Inconveniente
O
falsificador desistiu de me vender suas produções. Inclusive, não
há mais espaço para quadros nas paredes do meu apartamento.
Recentemente,
o sujeito — entre outras solicitações — passou a pedir dinheiro
emprestado. Emprestei mais do que deveria, ele disse que paga quando
puder, mas sei que dificilmente vou recuperar aqueles dezesseis,
dezessete mil. E ainda sugere outras transações.
Mês
passado, ou retrasado?, o falsificador me encontrou em um café, e
disse: Que surpresa boa! Desconfiei que estava me seguindo, atento a
hábitos, entre eles o de eu frequentar um café após às dezoito
horas. Desconfiei porque imediatamente após me cumprimentar, o
sujeito tirou uma fotografia de dentro de um envelope e perguntou o
que eu achava.
A
foto era de uma mulher sorrindo.
Ele
queria saber se eu pegava. Respondi que não sabia. Perguntou uma
terceira, uma quarta, uma quinta vez, insistiu até eu dizer se a
mulher era interessante e eu confirmar que, sim, pegaria a mulher.
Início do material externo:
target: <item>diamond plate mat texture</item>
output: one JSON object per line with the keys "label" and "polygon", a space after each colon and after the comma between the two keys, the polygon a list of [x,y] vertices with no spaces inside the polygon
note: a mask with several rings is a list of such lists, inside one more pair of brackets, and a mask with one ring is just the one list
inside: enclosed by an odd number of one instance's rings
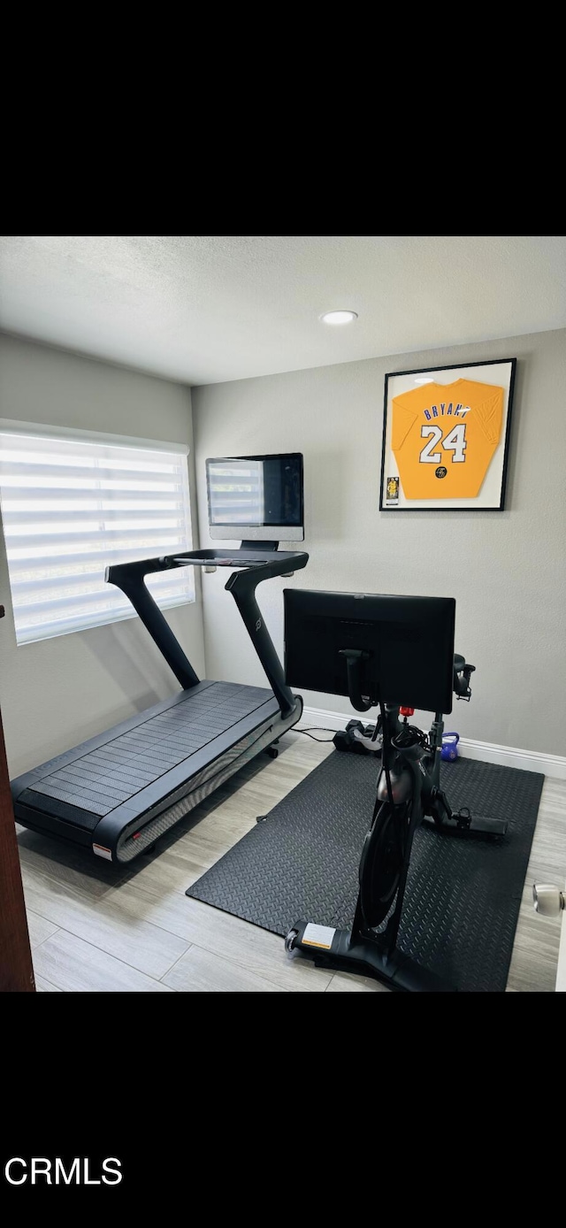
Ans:
{"label": "diamond plate mat texture", "polygon": [[[350,927],[378,771],[333,752],[185,895],[281,936],[300,920]],[[543,783],[473,759],[441,765],[453,810],[508,823],[498,841],[415,834],[398,947],[459,991],[505,992]]]}

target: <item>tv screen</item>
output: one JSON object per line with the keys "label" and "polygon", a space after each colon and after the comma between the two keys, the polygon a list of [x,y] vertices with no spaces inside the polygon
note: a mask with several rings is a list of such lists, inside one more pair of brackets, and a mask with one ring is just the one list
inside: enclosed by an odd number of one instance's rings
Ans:
{"label": "tv screen", "polygon": [[206,492],[212,539],[303,540],[300,452],[209,458]]}
{"label": "tv screen", "polygon": [[349,695],[347,659],[360,659],[363,698],[452,712],[453,597],[397,597],[284,589],[285,682],[328,695]]}

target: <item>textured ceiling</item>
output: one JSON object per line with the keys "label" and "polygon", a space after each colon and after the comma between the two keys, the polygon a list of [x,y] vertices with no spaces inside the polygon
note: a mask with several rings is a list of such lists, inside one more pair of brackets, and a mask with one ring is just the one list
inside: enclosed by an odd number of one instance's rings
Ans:
{"label": "textured ceiling", "polygon": [[565,327],[564,235],[0,237],[1,329],[193,386]]}

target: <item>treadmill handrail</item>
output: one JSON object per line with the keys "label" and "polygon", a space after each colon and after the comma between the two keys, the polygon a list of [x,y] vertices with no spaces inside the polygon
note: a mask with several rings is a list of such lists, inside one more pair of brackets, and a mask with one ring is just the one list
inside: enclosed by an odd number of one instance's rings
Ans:
{"label": "treadmill handrail", "polygon": [[289,716],[296,706],[296,699],[291,688],[285,683],[284,668],[259,609],[255,588],[263,580],[269,580],[271,576],[289,576],[290,572],[306,567],[308,554],[302,550],[187,550],[183,554],[162,555],[157,559],[136,559],[134,562],[113,564],[106,569],[104,578],[107,583],[120,588],[131,602],[167,664],[183,689],[187,690],[196,685],[199,678],[146,587],[145,576],[156,571],[168,571],[190,565],[214,566],[215,559],[225,560],[225,565],[226,560],[232,560],[235,567],[242,569],[232,572],[225,588],[232,593],[238,607],[281,715]]}

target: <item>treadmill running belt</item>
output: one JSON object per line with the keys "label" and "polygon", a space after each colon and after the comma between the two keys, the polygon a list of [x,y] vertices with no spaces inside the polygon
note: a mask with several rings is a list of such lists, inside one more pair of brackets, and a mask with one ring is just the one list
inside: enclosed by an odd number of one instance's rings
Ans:
{"label": "treadmill running belt", "polygon": [[96,749],[80,754],[81,747],[76,747],[76,758],[64,766],[56,766],[61,756],[44,764],[37,779],[28,781],[26,792],[42,793],[86,812],[85,826],[92,828],[93,815],[101,818],[128,802],[264,705],[269,694],[259,686],[235,683],[211,683],[196,694],[188,691],[173,707],[153,716],[142,713],[140,722],[125,733],[112,737],[112,729],[108,731],[108,740]]}

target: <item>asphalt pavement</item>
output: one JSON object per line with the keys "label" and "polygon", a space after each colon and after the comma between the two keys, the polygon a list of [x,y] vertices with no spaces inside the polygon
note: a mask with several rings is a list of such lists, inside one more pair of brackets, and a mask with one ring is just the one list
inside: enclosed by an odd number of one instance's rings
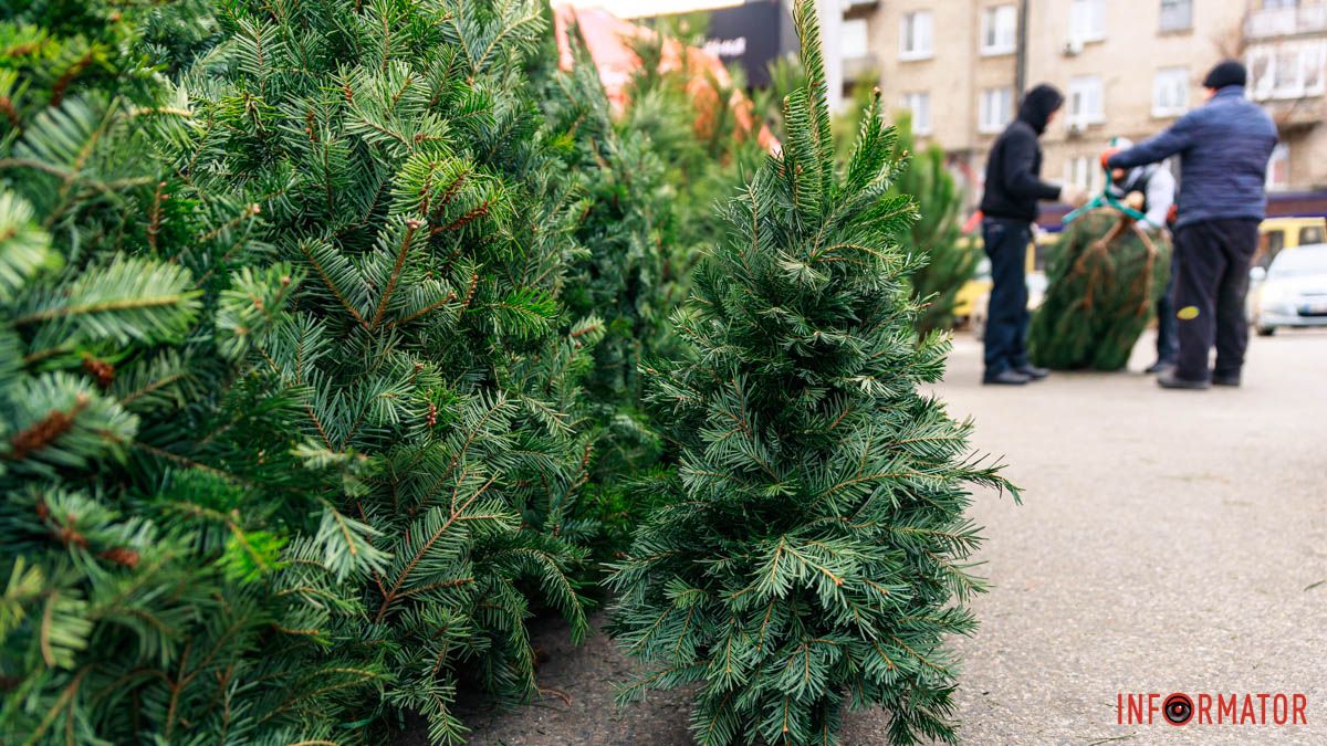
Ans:
{"label": "asphalt pavement", "polygon": [[[1149,345],[1131,373],[991,388],[955,341],[938,393],[1024,491],[973,510],[994,588],[955,644],[970,743],[1327,743],[1327,332],[1255,338],[1245,385],[1208,392],[1136,373]],[[537,640],[547,694],[474,714],[475,743],[687,742],[683,694],[612,708],[630,664],[601,634]],[[1117,723],[1121,694],[1173,692],[1302,694],[1307,725]],[[849,715],[844,743],[886,743],[886,718]]]}

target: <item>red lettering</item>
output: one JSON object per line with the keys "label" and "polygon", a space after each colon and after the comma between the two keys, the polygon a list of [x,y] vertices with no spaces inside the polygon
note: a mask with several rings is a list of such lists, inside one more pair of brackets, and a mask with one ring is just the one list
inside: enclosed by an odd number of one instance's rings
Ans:
{"label": "red lettering", "polygon": [[1198,694],[1198,725],[1212,725],[1212,694]]}
{"label": "red lettering", "polygon": [[1230,718],[1230,722],[1235,722],[1235,696],[1230,696],[1230,701],[1221,694],[1217,694],[1217,723],[1226,722],[1225,718]]}

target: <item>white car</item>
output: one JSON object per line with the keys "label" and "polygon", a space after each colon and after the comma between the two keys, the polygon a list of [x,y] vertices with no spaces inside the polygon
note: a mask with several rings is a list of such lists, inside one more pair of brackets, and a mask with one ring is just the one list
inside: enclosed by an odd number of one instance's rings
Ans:
{"label": "white car", "polygon": [[1282,251],[1263,276],[1250,272],[1257,284],[1253,327],[1270,337],[1281,327],[1327,327],[1327,244]]}

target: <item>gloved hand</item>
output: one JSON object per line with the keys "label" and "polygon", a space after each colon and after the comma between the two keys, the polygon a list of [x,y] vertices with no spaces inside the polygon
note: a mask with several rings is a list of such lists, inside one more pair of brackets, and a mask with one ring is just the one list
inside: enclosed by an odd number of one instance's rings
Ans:
{"label": "gloved hand", "polygon": [[1104,151],[1101,151],[1101,170],[1107,170],[1111,167],[1108,162],[1111,161],[1111,157],[1119,151],[1120,151],[1119,147],[1107,147]]}
{"label": "gloved hand", "polygon": [[1074,210],[1087,204],[1088,194],[1085,188],[1080,188],[1075,185],[1064,185],[1060,187],[1060,202],[1064,202]]}

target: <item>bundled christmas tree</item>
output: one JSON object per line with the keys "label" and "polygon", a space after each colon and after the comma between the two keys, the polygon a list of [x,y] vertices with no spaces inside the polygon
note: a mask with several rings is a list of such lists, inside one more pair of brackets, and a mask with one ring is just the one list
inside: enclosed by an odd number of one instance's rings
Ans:
{"label": "bundled christmas tree", "polygon": [[925,336],[954,325],[958,291],[973,279],[979,254],[962,240],[963,192],[945,167],[945,150],[932,143],[913,153],[912,118],[902,114],[897,122],[898,153],[912,155],[894,182],[894,191],[912,195],[921,214],[904,238],[904,246],[926,258],[912,275],[913,293],[924,304],[917,331]]}
{"label": "bundled christmas tree", "polygon": [[1058,370],[1120,370],[1165,291],[1170,240],[1115,210],[1070,223],[1047,263],[1028,352]]}
{"label": "bundled christmas tree", "polygon": [[300,273],[174,147],[207,125],[162,72],[215,28],[199,3],[0,21],[5,743],[326,738],[386,678],[333,633],[385,558],[247,362]]}
{"label": "bundled christmas tree", "polygon": [[559,300],[587,204],[525,77],[543,8],[276,1],[224,25],[190,76],[192,173],[307,277],[255,376],[296,402],[304,459],[346,471],[318,494],[391,558],[346,648],[385,656],[387,711],[458,742],[458,686],[535,692],[533,607],[585,629],[579,378],[602,328]]}
{"label": "bundled christmas tree", "polygon": [[622,482],[661,453],[641,409],[638,369],[645,357],[670,354],[667,316],[681,300],[675,263],[685,252],[673,230],[662,159],[640,131],[613,121],[579,27],[569,25],[567,37],[575,64],[547,74],[540,104],[584,195],[575,230],[584,255],[569,269],[563,300],[573,319],[594,315],[604,325],[585,377],[594,453],[580,506],[604,531],[594,547],[612,555],[628,543],[640,512]]}
{"label": "bundled christmas tree", "polygon": [[681,446],[665,496],[616,567],[613,633],[649,688],[698,685],[701,743],[835,743],[845,708],[884,706],[890,738],[954,739],[953,656],[982,588],[969,425],[921,394],[946,342],[918,344],[878,102],[835,165],[820,40],[798,3],[807,86],[787,139],[726,211],[727,240],[677,317],[683,361],[646,370]]}

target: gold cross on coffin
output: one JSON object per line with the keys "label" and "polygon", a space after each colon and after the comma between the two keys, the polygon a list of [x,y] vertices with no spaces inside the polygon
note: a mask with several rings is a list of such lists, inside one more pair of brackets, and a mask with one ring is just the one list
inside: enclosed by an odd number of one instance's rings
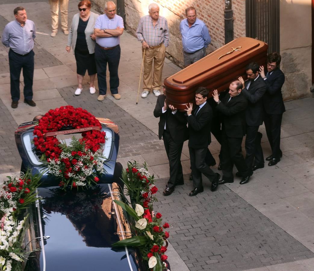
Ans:
{"label": "gold cross on coffin", "polygon": [[219,59],[220,59],[223,57],[224,57],[225,56],[226,56],[227,55],[229,55],[229,54],[231,54],[231,53],[233,53],[235,51],[241,51],[241,50],[238,50],[239,48],[241,48],[242,47],[242,46],[238,46],[237,47],[235,47],[234,48],[233,47],[231,47],[232,48],[232,51],[230,51],[230,52],[228,52],[228,53],[226,53],[224,55],[223,55],[222,56],[220,56],[218,58]]}

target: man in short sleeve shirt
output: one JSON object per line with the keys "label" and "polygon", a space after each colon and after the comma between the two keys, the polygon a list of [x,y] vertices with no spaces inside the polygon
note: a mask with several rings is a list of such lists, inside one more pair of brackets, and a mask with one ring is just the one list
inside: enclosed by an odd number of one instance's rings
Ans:
{"label": "man in short sleeve shirt", "polygon": [[118,93],[119,85],[118,68],[121,49],[120,36],[124,27],[123,19],[116,14],[116,5],[110,1],[105,5],[105,14],[99,16],[95,24],[94,34],[96,36],[95,59],[97,68],[97,78],[99,89],[99,101],[103,100],[107,93],[106,80],[107,63],[110,74],[111,94],[116,100],[121,99]]}

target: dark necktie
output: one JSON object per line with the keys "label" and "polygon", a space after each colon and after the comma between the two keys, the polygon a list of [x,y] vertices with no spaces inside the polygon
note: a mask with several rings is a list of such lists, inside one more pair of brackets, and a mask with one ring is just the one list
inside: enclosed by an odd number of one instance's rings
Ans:
{"label": "dark necktie", "polygon": [[199,110],[199,106],[198,106],[197,107],[196,107],[196,109],[195,109],[195,111],[194,112],[194,116],[196,116],[196,114],[197,114],[198,112],[198,110]]}

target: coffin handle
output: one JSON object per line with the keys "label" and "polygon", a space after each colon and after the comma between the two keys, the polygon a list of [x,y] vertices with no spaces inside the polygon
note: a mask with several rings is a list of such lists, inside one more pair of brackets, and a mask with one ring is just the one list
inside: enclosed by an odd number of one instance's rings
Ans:
{"label": "coffin handle", "polygon": [[238,46],[237,47],[235,47],[234,48],[233,47],[231,47],[231,48],[232,49],[232,51],[230,51],[230,52],[228,52],[228,53],[226,53],[224,55],[220,56],[218,58],[218,59],[220,59],[223,57],[224,57],[225,56],[226,56],[227,55],[229,55],[229,54],[233,53],[235,51],[241,51],[241,50],[239,50],[238,49],[239,48],[242,48],[242,46]]}

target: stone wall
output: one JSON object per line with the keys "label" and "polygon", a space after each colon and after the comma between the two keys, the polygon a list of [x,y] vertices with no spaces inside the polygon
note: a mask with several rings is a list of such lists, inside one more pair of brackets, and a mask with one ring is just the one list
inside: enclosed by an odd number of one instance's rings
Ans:
{"label": "stone wall", "polygon": [[284,100],[309,97],[312,85],[311,0],[280,2],[281,68]]}

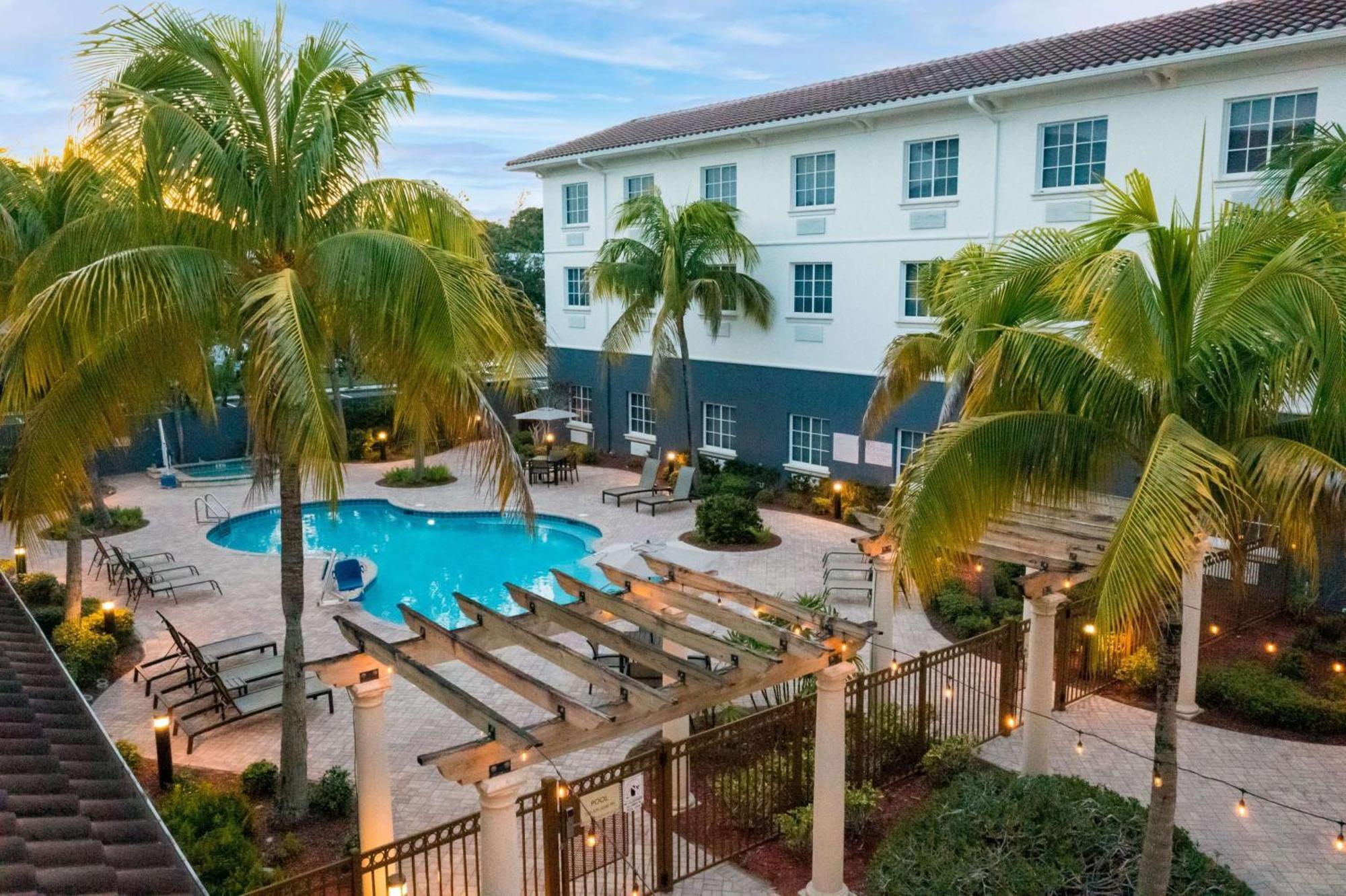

Então, contou que a mulher da foto era a sua esposa.
Nas
semanas seguintes, o falsificador me abordou no café e apresentou
fotos de uma prima, de sua irmã, de amigas, de uma tia, de artistas,
de modelos e até de sua filha. Apesar de eu nunca ter solicitado
esse tipo de serviço, ele me pareceu um cafetão sem constrangimento
em destacar as qualidades de seu casting,
e deu a entender que poderia facilitar os encontros em sua casa.
E,
em todas as abordagens, pediu adiantamento.
Evidentemente,
recusei as propostas.
O
falsificador ainda quis saber se eu estaria interessado em transar
com ele. Seria sexo pago, com a vantagem, segundo ele mesmo, de que a
experiência ficaria, de fato, apenas entre nós dois.
Tive
vontade de mandar o sujeito à merda, mas apenas ri e disse que não
estava interessado na proposta.
Passo,
então, a frequentar outro café no final das tardes com o objetivo
de não ser incomodado pelo falsificador.
Mas,
na sexta-feira da semana passada, ele aparece no local, senta em uma
cadeira ao meu lado e pede um macchiato.
Pergunta se eu poderia indicar clientes, ou com mais precisão:
“pessoas com poder de compra”.
Amigos,
conhecidos e até desafetos me procuraram, telefonaram ou enviaram
mensagem por e-mail. Queriam saber quem era o falsificador e
reclamavam de eu ter indicado seus nomes para um sujeito que, mais do
que vender quadros, pedia adiantamento e até se insinuava
sexualmente.
Foi
necessário pedir desculpas a alguns conhecidos, já os amigos
fizeram piada. Mas, se eu soubesse que o falsificador seria tão
insistente nas abordagens, teria sugerido que ele procurasse o
Atômico e o Mínimo, dois indivíduos que não escondem de ninguém
que me odeiam. Poderia até insistir para o falsificador entrar em
contato com o Tatibitati, criatura desprezível que já me prejudicou
excessivamente.
A
chegada dos policiais, ontem à noite, alterou todo o cenário. Fui
conduzido a uma delegacia, inicialmente sem entender o que acontecia.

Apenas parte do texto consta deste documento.